Results: For all markers measured in the synthetic internal quality controls, the intra-assay imprecision ranged between 2.26% and 9.41%, while for 20 of 24 measured markers in the physiological serum pools, it ranged between 1.68% and 12.87%. The inter-assay imprecision ranged between 1.48%-17.12% for 23 biomarkers in synthetic, and between 4.59%-23.88% for 18 biomarkers in physiological quality controls. Here, single markers with very low concentration levels had increased imprecision rates. Dilution linearity was acceptable (70%-130% recovery) for 20 biomarkers. Regarding pre-analytical influencing factors, most markers were stable if blood centrifugation was delayed or if serum was stored for up to 24 h at 4 °C and 25 °C after centrifugation. Comparable results were obtained in serum and plasma for most markers. However, great changes were observed for single markers.

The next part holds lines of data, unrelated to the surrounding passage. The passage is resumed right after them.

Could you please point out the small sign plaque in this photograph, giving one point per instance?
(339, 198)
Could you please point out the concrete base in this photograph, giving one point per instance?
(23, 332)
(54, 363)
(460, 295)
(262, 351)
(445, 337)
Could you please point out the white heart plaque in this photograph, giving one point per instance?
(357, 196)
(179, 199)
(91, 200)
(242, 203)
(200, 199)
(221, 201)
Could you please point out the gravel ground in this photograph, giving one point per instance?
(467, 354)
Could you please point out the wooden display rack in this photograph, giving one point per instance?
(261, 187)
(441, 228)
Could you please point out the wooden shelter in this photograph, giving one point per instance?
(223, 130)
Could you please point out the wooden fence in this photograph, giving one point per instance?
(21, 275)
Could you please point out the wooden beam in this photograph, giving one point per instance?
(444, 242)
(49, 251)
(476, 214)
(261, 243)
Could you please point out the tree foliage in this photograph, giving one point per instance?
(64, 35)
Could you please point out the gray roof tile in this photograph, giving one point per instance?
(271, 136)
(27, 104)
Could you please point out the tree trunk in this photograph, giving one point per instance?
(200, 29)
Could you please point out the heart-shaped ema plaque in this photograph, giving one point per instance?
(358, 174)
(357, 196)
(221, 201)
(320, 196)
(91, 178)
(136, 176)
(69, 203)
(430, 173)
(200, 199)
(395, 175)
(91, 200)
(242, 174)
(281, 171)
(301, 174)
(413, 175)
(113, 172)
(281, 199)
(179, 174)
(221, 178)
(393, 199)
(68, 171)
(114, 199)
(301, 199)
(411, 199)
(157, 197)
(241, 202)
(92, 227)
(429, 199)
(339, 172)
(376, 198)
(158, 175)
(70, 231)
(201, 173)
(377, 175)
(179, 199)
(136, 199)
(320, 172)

Conclusion: MILLIPLEX(®) MAP Human Circulating Cancer Biomarker Magnetic Bead Panel 1 assay is a stable and precise method for detection of most biomarkers included in the kit. However, single markers have to be interpreted with care.

Keywords: Cell death markers; Cytokines; Methodical evaluation; Multiplex immunoassay; Tumor marker.